The decision comes after a dozen investment banks last month participated in a beauty parade to bag a mandate for the IPO, which could have raised about $1.5 billion, sources previously had told Reuters.
"They are not going ahead for now," a source told Reuters. The source did not go into detail as to why Essar had decided to postpone the plan. The sources declined to be identified because they were not authorised to speak to the media.
Essar has been in talks with banks to explore options, including an IPO, for its stake in Vodafone Essar, India's No.3 mobile company, [ID:nSGE66G026]. Vodafone and Essar Group declined to comment.
The Vodafone Essar joint venture has an estimated equity value of between $9 billion and $12 billion, two of the sources told Reuters and an enterprise value of about $15 billion.
An IPO would have given the joint venture cash to expand in India's highly competitive but fast growing telecom market.
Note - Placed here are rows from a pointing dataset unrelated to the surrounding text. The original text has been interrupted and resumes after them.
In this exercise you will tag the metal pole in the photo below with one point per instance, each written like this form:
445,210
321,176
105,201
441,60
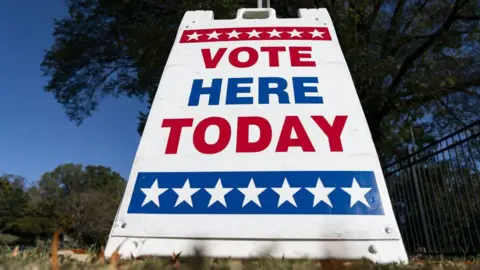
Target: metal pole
416,186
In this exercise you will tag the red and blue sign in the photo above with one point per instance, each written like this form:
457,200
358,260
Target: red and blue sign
266,193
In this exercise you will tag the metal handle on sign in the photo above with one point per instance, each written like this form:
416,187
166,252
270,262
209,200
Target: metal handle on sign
260,4
256,13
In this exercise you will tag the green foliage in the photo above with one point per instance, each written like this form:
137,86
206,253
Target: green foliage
411,61
79,201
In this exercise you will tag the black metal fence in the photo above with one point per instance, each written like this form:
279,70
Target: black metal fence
435,193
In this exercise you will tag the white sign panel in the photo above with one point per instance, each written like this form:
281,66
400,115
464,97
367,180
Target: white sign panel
257,139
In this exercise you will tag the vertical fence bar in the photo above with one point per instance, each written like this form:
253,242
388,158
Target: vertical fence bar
435,194
420,205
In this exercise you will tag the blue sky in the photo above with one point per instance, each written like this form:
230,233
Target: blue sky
36,135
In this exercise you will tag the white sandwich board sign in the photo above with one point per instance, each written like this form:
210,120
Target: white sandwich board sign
256,140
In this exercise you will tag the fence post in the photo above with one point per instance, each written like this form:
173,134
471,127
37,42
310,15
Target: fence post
421,206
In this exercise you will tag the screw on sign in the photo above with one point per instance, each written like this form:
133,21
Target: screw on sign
256,137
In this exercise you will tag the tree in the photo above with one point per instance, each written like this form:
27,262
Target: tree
82,201
13,200
413,61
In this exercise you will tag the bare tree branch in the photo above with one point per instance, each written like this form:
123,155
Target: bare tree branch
393,25
410,59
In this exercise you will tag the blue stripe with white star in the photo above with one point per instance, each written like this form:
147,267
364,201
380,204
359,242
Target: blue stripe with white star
278,192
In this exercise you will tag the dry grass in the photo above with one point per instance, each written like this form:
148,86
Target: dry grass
38,259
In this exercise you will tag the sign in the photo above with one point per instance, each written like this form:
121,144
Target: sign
256,140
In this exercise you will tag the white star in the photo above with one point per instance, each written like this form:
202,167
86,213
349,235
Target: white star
295,33
254,33
153,193
315,33
194,36
321,193
286,193
214,35
251,193
357,194
233,34
185,194
218,193
274,33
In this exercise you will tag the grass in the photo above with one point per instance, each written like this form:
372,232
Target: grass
42,259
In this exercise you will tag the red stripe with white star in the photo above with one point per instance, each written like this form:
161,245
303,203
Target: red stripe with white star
255,33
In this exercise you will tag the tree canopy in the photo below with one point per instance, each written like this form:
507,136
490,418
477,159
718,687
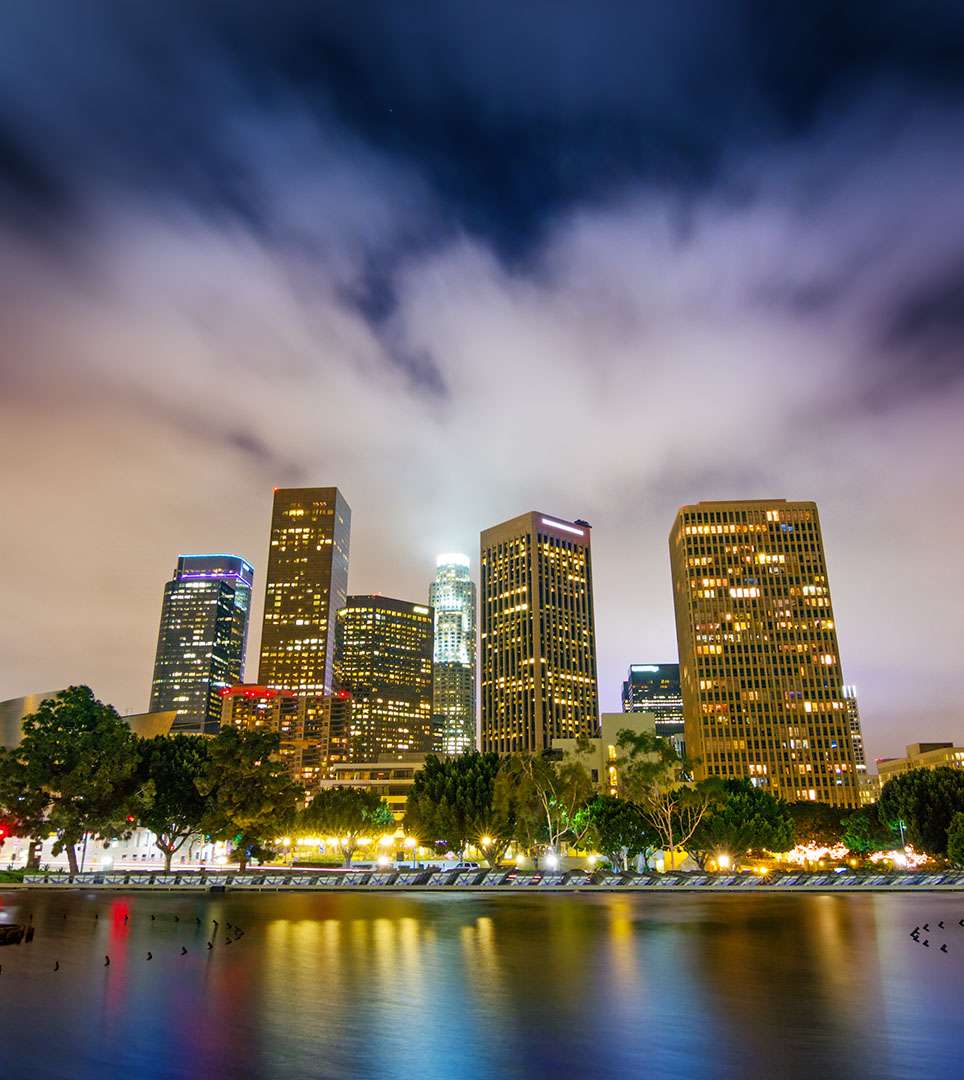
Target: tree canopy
75,771
451,801
250,798
174,765
348,813
620,829
925,800
744,819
Vodafone stormed into the Indian market in 2007 shelling out $11.1 billion to buy a 67 percent controlling stake in Hutchison Whampoa Ltd's (0013.HK) mobile business in India, in which Essar had been a partner.
But it hasn't been smooth sailing for Vodafone, the world's top mobile operator by sales, as it sought to make India a key territory in its growing emerging markets portfolio.
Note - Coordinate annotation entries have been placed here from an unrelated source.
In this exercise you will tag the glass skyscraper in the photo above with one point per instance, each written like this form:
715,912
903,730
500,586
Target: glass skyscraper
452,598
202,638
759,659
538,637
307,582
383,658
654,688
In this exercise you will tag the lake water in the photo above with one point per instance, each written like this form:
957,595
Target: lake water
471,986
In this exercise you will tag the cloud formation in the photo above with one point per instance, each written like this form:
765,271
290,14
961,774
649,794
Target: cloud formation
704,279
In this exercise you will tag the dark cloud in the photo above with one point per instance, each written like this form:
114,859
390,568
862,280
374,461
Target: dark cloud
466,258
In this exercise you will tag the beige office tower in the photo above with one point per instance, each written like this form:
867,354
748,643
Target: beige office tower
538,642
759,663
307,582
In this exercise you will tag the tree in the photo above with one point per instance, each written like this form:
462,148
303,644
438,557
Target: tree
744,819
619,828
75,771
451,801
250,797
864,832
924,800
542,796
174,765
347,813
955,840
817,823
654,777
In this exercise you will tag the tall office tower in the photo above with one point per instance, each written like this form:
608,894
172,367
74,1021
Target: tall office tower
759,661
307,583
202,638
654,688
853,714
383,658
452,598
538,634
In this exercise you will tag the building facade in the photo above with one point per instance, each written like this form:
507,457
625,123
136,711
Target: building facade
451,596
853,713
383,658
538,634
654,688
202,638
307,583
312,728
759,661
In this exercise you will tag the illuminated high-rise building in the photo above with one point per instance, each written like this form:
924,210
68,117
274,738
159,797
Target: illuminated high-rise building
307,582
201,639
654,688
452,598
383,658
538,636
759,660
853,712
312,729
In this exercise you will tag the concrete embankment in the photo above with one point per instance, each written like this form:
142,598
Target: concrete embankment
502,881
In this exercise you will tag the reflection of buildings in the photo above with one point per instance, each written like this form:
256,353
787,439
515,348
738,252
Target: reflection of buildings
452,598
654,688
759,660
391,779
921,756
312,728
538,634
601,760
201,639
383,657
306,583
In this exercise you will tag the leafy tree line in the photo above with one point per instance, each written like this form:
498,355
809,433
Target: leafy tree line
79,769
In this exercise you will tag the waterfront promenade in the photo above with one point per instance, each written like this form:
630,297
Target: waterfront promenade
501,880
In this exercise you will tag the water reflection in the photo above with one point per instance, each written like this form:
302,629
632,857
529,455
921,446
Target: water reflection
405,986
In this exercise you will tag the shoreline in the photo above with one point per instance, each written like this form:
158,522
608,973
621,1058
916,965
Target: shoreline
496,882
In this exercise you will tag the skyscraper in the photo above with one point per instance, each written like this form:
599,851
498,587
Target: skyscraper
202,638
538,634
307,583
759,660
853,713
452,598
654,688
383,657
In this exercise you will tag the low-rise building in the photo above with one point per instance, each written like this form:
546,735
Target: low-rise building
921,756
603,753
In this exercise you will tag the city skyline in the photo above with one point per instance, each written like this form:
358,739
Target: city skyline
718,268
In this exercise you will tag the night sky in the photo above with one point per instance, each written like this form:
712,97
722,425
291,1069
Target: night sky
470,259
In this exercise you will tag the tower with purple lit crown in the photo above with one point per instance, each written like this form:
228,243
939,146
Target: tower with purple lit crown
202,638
The deal gave Essar the option to sell its 33 percent stake for $5 billion by May 2011 or at a market-determined price, whichever was higher.
Vodafone has an agreement with Essar that gives it first option to buy out the Indian company's stake if some or all of the holding is put up for sale. It was not clear what will happen next but nothing has started on the exercise of Essar's put option, one source said.
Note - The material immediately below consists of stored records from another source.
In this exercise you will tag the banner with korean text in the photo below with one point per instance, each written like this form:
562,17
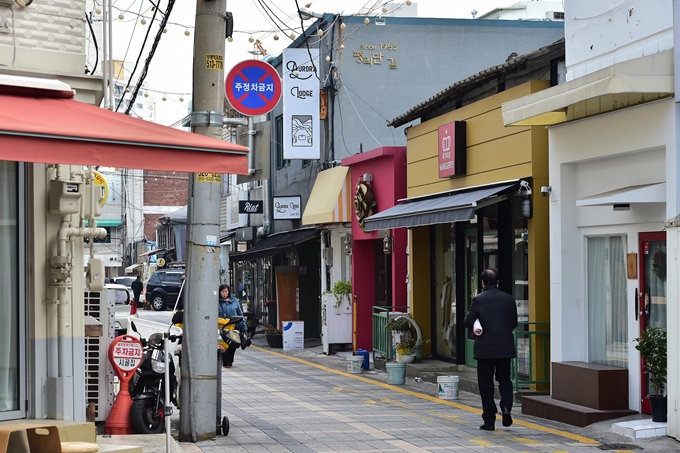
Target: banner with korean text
301,124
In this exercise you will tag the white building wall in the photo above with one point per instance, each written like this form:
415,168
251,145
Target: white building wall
527,10
600,33
630,147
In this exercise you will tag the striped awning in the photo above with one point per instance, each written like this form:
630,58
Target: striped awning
330,200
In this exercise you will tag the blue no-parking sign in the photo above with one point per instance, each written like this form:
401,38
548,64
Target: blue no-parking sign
253,87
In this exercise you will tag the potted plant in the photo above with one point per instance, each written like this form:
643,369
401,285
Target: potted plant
342,291
400,324
405,347
274,337
652,345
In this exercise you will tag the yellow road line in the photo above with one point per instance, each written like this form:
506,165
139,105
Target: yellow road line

In May, Vodafone signalled increasing frustration with its Indian unit, taking a charge of 2.3 billion pounds ($3.6 billion) due to fierce competition and rapidly escalating spectrum costs.
Essar, controlled by billionaire brothers Shashi and Ravi Ruia, needs funds to expand and still sees opportunities in the world's second-largest wireless market.
The Ruia brothers founded Essar in 1969 and, since winning a contract to build a breakwater at the Chennai port in southern India, have rapidly expanded the group to include shipping, telecoms, steel, refining, and energy. The brothers are worth a combined $13 billion, according to Forbes.
The group recently raised close to $2 billion by listing its energy business in London.
Indian telecoms firms, including industry leader Bharti Airtel and second-ranked Reliance Communications, are embroiled in an intense price war that has hurt profits and dragged down their market value.
Vodafone secured the 2007 deal after beating rivals in a high-profile auction which cleared the way for it to expand in the world's second-fastest growing telecoms market.
Chief Executive Vittorio Colao, frustrated with Indian regulations covering the auction of 3G spectrum licences, has said that India's telecoms rules did not make sense.
India is signing up new mobile subscribers at a monthly average of 16 million, but call prices have fallen to as low as 0.4 U.S. cents a minute amid stiff competition in the crowded 15-operator market.